Date: Sat, 1 Jul 2006 19:29:19 -0400
Reply-To: "Howard Schreier <hs AT dc-sug DOT org>" <nospam@HOWLES.COM>
Sender: "SAS(r) Discussion" <SAS-L@LISTSERV.UGA.EDU>
From: "Howard Schreier <hs AT dc-sug DOT org>" <nospam@HOWLES.COM>
Subject: Re: Dataset Re-format Question
On Sat, 1 Jul 2006 13:30:37 -0700, wardnine@HOTMAIL.COM wrote:
[snip]
>> >>I want something like this:
>> >>
>> >>ID VAR1 AMT1 VAR2 AMT2 VAR3 AMT3
>> >>12423 A 434 B 12.1 C 42
>> >>04253 A 3.4 B 9.9 C 42
>>
>> ID VAR1 AMT1 VAR2 AMT2 VAR3 AMT3
>> 12423 A 434 B 12.1 C 42
>> 04253 A 3.4 B 9.9 C 42
>>
>> What if there are missing values? Suppose the 9.9 were a missing value.
>> Would you want
>>
>>
>> ID VAR1 AMT1 VAR2 AMT2 VAR3 AMT3
>> 12423 A 434 B 12.1 C 42
>> 04253 A 3.4 B . C 42
>>
>> or
>>
>> ID VAR1 AMT1 VAR2 AMT2 VAR3 AMT3
>> 12423 A 434 B 12.1 C 42
>> 04253 A 3.4 . C 42
>>
>> or
>>
>> ID VAR1 AMT1 VAR2 AMT2 VAR3 AMT3
>> 12423 A 434 B 12.1 C 42
>> 04253 A 3.4 C 42 .
>>
>
>I'd want the first scenario. Missing values won't be a problem because
>all variables with missing values would have their amounts set to zero
>in a prior program anyway. So the amount for B would be 0, not
>missing... no variables will have any missing values at this point in
>the coding.
>
>
>> ?? In the first case, or if there are no missing values, the VARn variables
>> do not vary; might not it be better to maintain the values A, B, etc. in
>> metadata, or in a separate supporting table?
>>
>> How about the order? Is it OK if all of the VARn are together followed by
>> all of the AMTn, or do you require the pairs adjacent?
>>
>
>I would want the pairs adjacent. I will ultimately be exporting this
>SAS dataset to a (comma-delimited) text file so, as I said in my
>previous post, the variable names really don't matter. What matters is
>the position the A, B, C, etc. and numerical data is in so I would
>really prefer if it was A, for example, in one column followed by the
>amount for A in the next column, B in the column after that followed by
>the amount for B in the next column and so on. We would then have a
>record layout that would let us know what type of data is in which
>position (e.g., the 20th column always has the amount for the variable
>J, the 23rd column always contains the variable name K, etc.).

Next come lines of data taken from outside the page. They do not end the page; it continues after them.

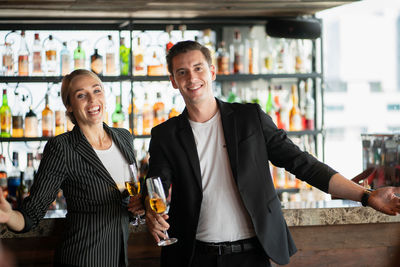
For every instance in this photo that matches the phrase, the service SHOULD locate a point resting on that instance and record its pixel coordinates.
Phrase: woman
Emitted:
(79, 163)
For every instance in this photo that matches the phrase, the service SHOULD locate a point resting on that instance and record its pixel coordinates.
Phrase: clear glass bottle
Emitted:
(147, 116)
(79, 57)
(124, 58)
(47, 119)
(8, 60)
(37, 56)
(110, 57)
(158, 110)
(23, 57)
(222, 59)
(96, 62)
(29, 170)
(51, 56)
(138, 60)
(5, 116)
(65, 60)
(31, 124)
(237, 53)
(118, 116)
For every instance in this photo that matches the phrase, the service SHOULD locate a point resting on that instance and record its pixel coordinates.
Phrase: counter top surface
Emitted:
(333, 212)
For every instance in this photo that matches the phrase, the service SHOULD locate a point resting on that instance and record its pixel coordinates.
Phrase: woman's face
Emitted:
(87, 100)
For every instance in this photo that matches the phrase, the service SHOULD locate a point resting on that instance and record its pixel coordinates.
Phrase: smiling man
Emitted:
(224, 209)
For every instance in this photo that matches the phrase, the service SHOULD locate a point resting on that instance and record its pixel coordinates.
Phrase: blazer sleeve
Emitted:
(47, 182)
(282, 152)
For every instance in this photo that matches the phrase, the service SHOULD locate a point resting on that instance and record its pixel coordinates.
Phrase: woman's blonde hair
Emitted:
(66, 88)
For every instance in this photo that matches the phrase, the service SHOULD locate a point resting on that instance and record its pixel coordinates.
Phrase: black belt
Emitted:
(225, 248)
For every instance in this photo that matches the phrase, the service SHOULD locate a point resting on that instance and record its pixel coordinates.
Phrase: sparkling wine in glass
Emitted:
(158, 204)
(132, 184)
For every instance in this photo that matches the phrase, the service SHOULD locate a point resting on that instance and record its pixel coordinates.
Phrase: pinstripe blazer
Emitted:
(96, 229)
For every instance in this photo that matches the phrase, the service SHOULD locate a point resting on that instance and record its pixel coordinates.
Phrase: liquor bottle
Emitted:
(51, 56)
(13, 179)
(110, 57)
(209, 44)
(238, 53)
(59, 117)
(23, 57)
(158, 111)
(118, 115)
(65, 60)
(8, 60)
(252, 54)
(29, 171)
(3, 176)
(147, 116)
(170, 44)
(270, 108)
(133, 113)
(294, 114)
(17, 118)
(309, 107)
(155, 67)
(37, 56)
(5, 116)
(47, 119)
(31, 124)
(173, 112)
(96, 62)
(124, 58)
(222, 59)
(79, 57)
(138, 60)
(22, 190)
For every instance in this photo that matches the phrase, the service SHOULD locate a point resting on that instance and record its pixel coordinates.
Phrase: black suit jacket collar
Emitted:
(83, 147)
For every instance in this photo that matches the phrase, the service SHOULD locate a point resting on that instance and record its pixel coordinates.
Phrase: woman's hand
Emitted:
(5, 209)
(135, 205)
(385, 200)
(156, 223)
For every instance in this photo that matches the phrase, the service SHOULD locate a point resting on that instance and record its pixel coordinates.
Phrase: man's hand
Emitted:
(384, 199)
(156, 223)
(135, 205)
(5, 208)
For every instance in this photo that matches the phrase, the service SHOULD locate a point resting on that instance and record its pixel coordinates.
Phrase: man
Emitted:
(224, 209)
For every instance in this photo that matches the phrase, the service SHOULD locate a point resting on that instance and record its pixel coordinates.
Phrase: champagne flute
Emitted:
(132, 184)
(158, 204)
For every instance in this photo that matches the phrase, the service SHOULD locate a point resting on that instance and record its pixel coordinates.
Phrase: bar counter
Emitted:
(326, 233)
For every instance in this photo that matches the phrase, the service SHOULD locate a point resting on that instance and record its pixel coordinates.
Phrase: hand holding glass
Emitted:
(132, 184)
(158, 204)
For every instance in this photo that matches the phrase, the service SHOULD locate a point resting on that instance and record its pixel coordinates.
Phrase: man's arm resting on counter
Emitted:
(12, 218)
(383, 199)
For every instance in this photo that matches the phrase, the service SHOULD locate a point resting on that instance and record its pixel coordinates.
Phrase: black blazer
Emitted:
(96, 225)
(252, 140)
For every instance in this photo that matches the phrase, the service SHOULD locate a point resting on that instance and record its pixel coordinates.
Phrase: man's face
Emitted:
(193, 77)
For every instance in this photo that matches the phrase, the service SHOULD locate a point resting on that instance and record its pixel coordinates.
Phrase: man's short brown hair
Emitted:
(183, 47)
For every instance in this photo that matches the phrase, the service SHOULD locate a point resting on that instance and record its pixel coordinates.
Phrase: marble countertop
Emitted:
(333, 212)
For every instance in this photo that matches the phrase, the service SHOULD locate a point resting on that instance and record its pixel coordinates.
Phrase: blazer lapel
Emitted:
(83, 147)
(186, 138)
(229, 126)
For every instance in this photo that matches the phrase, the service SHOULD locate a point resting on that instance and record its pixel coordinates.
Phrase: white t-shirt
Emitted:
(223, 216)
(115, 164)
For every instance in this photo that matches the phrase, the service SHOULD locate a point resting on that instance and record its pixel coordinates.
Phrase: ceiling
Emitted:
(162, 9)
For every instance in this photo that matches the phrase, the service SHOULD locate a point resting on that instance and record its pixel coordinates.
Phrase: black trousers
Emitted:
(253, 258)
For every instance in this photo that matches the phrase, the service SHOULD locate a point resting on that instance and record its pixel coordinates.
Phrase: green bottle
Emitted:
(5, 116)
(124, 58)
(118, 116)
(79, 57)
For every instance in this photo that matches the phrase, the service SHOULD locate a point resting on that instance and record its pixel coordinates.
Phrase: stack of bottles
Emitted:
(19, 124)
(53, 57)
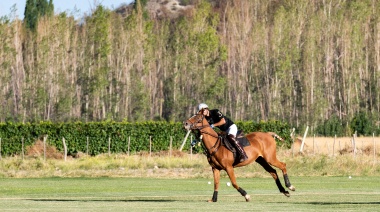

>Actually, now that I think about it, in this situation since, as you
>said, the VARn variables don't vary, I wouldn't need variable names in
>the final dataset, it would be better to just have the amounts. You are
>right. So in this case whether or not the pairs are adjacent is
>irrelevant.
>
>Is it possible to do this with SAS? I did look through the SAS-L
>archives and took a look at that mr2rm macro but it appeared you have
>to download 5-6 other programs besides the main macro to make things
>work. Is it possible to get this done with fewer lines
>lines of coding?
>
>> Just about anything is possible. However, normalized data structures usually
>> prove to be more useful. Where is this headed?
>
>As I state above, the SAS dataset will be exported into a text file
>with one ID in each row
>of the text file. Without getting into specifics, there is more
>processing that is done on this data after it is converted to a text
>file and that processing is much easier if all the data for one ID is
>in one row (so that there is only one occurence of the ID in the file)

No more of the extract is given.